Early morning on the 13th we were shuttled to the beginning of the Hundred Mile Wilderness. In our packs were six days of food. Poet, the owner and operator of Shaw’s, wished us luck, recommended a few spots that he’d enjoyed in the 100 mile during his thruhike, and we were off.
I was excited. The six days of total isolation ahead seemed to me like six days of freedom and self-reliance. Having grown up in a culture so safety oriented that it mass-produces labels telling people to “please do not eat iPod mini,” it’s fair to say my mouth watered at the opportunity to explore a place without locked doors or shiny guardrails.
Most people seem to be almost repelled by the idea of a dark, lawless wood. I jumped at it.
And although it wasn’t quite what I expected, it was something else. A something that didn’t match up with my imagination. Which I was grateful for. Just another reminder that my expectations don’t determine reality. And anyhow, the surprise that comes from a shattered misconception is what I live for. It’s only when my beliefs are proven wrong that I find new room to grow.
The woods were isolated. But I never truly felt alone. There were other hikers within miles of me at all times, some hiking north, others starting the long way south. Planes overhead, obtrusive reminders of the shrinking world. Windmills sixty miles distant from the top of the last few lone mountains. Hardly visible, but there nonetheless. Two jet skis playing tag on a far off lake. Reassurance to some. Irritation to me.

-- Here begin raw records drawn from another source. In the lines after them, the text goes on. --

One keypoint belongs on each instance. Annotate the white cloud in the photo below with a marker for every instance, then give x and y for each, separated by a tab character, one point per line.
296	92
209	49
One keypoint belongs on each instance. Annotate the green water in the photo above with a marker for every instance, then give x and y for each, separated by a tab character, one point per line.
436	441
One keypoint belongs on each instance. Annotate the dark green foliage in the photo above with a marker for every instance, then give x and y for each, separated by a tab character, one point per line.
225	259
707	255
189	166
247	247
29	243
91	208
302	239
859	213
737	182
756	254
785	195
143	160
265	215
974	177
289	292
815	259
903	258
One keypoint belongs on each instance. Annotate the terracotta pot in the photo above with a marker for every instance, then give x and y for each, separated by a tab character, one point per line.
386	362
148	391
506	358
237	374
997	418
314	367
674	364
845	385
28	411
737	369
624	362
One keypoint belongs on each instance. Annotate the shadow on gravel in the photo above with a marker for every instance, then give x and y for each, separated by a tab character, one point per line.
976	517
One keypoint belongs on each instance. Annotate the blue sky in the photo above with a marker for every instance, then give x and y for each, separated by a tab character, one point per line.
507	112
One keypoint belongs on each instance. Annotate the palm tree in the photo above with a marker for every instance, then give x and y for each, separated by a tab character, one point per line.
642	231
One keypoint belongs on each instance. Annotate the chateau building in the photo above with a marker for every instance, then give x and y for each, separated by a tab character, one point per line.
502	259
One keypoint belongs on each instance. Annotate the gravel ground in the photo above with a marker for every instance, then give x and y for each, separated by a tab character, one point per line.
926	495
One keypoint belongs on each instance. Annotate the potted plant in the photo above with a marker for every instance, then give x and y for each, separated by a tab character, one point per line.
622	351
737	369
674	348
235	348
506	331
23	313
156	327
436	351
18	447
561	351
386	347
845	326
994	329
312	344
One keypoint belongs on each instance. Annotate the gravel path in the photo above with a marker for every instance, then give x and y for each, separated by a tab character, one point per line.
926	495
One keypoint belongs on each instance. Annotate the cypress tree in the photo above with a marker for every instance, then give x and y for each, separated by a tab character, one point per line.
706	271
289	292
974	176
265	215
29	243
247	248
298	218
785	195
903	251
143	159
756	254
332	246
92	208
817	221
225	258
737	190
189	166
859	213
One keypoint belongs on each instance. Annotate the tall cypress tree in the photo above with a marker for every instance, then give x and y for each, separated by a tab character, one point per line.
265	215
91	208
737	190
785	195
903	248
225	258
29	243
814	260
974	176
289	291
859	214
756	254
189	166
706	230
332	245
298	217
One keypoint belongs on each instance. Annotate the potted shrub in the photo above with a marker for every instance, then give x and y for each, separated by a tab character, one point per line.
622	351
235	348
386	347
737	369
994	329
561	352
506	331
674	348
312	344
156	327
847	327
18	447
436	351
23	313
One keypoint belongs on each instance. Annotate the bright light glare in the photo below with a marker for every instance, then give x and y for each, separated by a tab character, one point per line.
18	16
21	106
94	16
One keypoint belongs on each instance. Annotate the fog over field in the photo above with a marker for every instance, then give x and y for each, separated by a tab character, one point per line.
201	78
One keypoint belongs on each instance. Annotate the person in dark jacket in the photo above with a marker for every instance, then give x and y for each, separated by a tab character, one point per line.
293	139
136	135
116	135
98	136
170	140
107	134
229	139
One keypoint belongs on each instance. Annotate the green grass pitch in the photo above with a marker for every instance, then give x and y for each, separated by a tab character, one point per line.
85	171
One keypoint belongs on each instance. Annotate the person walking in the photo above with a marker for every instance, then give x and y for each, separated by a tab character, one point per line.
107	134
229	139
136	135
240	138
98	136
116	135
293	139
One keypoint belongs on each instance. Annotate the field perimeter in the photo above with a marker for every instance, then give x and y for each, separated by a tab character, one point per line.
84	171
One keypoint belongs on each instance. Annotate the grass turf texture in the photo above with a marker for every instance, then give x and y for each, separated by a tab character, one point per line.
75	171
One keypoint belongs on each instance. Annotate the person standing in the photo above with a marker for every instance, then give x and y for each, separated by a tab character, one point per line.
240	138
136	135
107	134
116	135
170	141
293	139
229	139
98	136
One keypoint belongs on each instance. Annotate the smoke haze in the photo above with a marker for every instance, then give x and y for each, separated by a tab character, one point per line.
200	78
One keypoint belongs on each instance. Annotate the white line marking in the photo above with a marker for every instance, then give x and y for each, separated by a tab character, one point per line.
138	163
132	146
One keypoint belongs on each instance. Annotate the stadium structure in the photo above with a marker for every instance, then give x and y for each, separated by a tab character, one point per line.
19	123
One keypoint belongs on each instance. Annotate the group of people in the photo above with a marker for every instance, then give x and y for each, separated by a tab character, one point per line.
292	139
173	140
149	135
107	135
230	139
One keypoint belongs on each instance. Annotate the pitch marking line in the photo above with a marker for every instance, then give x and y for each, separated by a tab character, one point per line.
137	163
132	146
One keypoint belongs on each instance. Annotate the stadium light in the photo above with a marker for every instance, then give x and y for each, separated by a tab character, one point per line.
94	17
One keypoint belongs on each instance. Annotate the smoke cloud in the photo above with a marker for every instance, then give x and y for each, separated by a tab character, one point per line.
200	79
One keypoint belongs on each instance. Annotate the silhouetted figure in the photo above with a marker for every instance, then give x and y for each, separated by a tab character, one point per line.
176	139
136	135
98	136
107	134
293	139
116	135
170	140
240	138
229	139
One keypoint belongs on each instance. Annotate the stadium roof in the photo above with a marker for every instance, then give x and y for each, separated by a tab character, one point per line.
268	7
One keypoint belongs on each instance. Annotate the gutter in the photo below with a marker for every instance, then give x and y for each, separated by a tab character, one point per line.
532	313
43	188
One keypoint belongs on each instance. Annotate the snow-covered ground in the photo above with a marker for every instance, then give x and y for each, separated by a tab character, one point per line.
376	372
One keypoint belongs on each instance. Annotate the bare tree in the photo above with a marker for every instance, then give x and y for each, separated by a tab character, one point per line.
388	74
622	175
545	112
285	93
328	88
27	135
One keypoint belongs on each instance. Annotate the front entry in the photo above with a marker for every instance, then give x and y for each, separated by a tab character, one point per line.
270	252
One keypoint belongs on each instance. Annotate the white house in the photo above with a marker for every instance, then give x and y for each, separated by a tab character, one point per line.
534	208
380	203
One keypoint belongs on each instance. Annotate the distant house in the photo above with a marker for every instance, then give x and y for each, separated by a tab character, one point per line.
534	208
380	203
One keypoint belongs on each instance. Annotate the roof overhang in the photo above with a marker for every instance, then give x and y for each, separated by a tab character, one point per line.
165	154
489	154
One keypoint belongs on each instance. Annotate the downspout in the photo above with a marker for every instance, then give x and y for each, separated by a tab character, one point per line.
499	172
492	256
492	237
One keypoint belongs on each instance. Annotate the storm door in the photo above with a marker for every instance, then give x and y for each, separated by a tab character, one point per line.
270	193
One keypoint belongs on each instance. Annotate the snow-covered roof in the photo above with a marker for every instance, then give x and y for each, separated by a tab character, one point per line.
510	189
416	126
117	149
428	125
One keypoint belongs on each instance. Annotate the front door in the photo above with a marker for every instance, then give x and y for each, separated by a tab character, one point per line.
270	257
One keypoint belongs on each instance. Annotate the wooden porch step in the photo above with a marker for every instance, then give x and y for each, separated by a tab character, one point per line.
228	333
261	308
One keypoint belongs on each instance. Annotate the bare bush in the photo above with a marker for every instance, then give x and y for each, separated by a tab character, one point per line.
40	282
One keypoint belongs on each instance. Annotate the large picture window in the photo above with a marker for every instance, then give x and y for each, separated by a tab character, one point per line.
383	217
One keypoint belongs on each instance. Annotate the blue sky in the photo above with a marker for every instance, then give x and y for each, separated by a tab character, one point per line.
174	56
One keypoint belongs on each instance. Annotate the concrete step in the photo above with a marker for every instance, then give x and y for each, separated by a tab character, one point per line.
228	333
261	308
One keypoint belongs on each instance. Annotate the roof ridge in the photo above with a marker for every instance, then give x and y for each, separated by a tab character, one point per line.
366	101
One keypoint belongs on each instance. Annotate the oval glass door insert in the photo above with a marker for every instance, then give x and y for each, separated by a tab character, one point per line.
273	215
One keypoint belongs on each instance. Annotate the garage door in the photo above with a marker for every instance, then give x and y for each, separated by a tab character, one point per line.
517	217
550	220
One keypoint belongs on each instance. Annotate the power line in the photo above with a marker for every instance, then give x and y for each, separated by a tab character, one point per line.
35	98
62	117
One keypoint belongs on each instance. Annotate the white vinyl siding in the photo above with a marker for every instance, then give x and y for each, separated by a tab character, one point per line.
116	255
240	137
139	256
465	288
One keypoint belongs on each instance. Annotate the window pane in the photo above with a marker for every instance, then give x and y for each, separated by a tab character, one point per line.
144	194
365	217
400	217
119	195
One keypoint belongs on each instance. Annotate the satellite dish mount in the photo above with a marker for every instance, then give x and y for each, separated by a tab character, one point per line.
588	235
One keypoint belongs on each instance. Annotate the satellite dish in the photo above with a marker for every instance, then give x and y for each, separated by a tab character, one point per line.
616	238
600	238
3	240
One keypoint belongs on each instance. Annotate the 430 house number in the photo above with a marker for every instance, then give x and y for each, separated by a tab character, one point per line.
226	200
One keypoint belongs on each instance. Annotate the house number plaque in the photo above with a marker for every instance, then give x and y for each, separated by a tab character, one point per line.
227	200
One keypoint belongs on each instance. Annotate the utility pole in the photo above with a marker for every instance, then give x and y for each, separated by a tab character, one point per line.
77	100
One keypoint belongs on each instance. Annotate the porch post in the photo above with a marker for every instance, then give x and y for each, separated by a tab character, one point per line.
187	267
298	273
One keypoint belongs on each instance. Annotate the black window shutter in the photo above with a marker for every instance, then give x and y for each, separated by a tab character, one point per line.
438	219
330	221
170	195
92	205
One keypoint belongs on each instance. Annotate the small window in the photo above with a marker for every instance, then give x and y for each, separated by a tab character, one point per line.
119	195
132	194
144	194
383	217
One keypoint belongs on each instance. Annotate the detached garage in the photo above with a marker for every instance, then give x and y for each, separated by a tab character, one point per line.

It was beautiful, that much is undeniable. Acres and acres of tall conifers, sap leaking from trunks, pine needles layering the ground. Sky the blue it’s meant to be. Lakes all the way to the horizon. All this plus mud, bugs, moose scat and ferocious weather.

But the whole time I wonder if it’s even possibly to get lost anymore. And if so how in the hell do you manage it? Where’s the uncharted territory? Always that plane overhead. Or service on your cell. To remind you of the shrinking world and your place right in the center of that constriction.

Maybe it’s why I spend so much time exploring inward? Because I’ve seen a global map and the way it’s already diced up into labeled puzzle pieces crushes me in some inexplicable way.
Still, I enjoy the stretch, laugh when one of my fellow hikers mistakenly calls it “The Hundred Acre Woods.” Now that he said it, I did feel like Christopher Robin stone-stepping across streams and resting against old,old trees and, for lack of a stuffed bear, sometimes talking to myself for company.